Known as the “Emperor of Japanese Cinema”, Akira Kurosawa‘s 1952 film Ikiru is one of the films that best reflect the director’s existential philosophy, and its subtext is adorned with symbolic meanings. We see that this new modernized British adaptation remains true to this and is adorned with symbolic meanings. Williams character, who has not had any bad habits throughout his life, plunges into the world of entertainment in the remaining days of his life, believing that he will find meaning in human pleasures and satisfactions, and goes on a quest. On this journey, the person he chooses as his guide takes Williams on a tour through the land of sinners, just like the guide Virgil in the Italian poet Dante‘s Divine Comedy. On the other hand, the character of William; When he learns that he has an illness, he takes action with the principle of “not giving up the work he started”, as in the philosophy of Zen Buddhism. Thus, we see Mr. Williams bringing people together by fostering solidarity for the smooth running of public works. This leads us to the “binding process”, which is one of the main concerns of Émile Durkheim‘s sociology. In addition, in this modern production, which is an English adaptation, we see that special attention is drawn to the concepts of “punctuality” and “courtesy”, which are characteristic of the British.

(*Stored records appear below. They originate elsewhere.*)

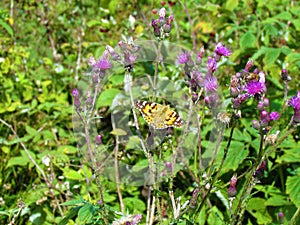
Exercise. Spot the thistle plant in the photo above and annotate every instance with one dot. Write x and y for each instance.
(166, 152)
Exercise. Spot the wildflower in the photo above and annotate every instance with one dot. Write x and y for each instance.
(183, 58)
(169, 166)
(162, 12)
(224, 117)
(193, 201)
(295, 103)
(274, 116)
(285, 76)
(254, 88)
(232, 187)
(102, 64)
(259, 172)
(75, 93)
(89, 100)
(221, 50)
(199, 56)
(136, 219)
(255, 124)
(281, 217)
(76, 102)
(211, 64)
(249, 65)
(99, 139)
(272, 138)
(210, 83)
(113, 54)
(237, 102)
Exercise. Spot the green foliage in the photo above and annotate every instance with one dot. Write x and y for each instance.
(44, 53)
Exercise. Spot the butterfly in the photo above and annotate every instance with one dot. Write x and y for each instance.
(158, 116)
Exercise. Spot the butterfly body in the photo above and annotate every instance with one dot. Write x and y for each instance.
(158, 116)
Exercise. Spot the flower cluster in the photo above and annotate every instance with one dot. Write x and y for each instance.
(246, 84)
(232, 187)
(196, 79)
(295, 103)
(100, 66)
(128, 220)
(163, 25)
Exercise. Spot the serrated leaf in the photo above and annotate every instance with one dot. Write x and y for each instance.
(235, 156)
(231, 4)
(248, 40)
(278, 200)
(293, 188)
(284, 16)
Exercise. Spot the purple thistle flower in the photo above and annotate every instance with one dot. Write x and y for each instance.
(162, 12)
(210, 83)
(76, 102)
(183, 58)
(254, 87)
(285, 76)
(237, 102)
(249, 65)
(232, 188)
(199, 56)
(75, 93)
(295, 103)
(281, 217)
(169, 166)
(221, 50)
(99, 139)
(211, 64)
(102, 64)
(274, 116)
(137, 218)
(92, 61)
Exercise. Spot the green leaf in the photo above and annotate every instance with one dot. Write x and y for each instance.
(271, 55)
(107, 96)
(17, 161)
(256, 207)
(134, 205)
(293, 188)
(248, 40)
(284, 16)
(118, 132)
(231, 4)
(215, 217)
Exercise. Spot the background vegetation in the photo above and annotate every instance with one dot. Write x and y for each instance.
(45, 47)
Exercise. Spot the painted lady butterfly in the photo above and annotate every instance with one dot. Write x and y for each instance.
(158, 116)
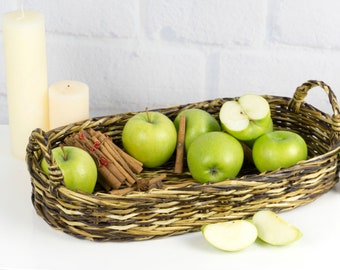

-Vintage 1950s color newsreel footage was digitally cleaned up for this film to add authenticity to establishing shots of London.

-The production designers went to a great deal of trouble to make this film look like it was made in the era it was set, including avoiding quick edits, softening the color palette, and using a relevant font for the film credits.

-To help him get into character, Bill Nighy purposefully made his voice thinner, as if Mr. Williams had trouble getting his voice out of his body, such was the extent of his own repression.

-This was the first film Bill Nighy made after a year off due to Covid-19 lockdowns.


Living in the psychological-drama genre; It was screened and awarded at numerous important film festivals such as Los Angeles Film Critics Association, London Film Critics Association, Venice, Toronto, and San Sebastian. Bill Nighy, the master British actor in the lead role, with his magnificent performance in the movie; was Nominated for Golden Globe, BAFTA and Oscar awards. Do not miss this movie, which is one of the important productions of the awards season.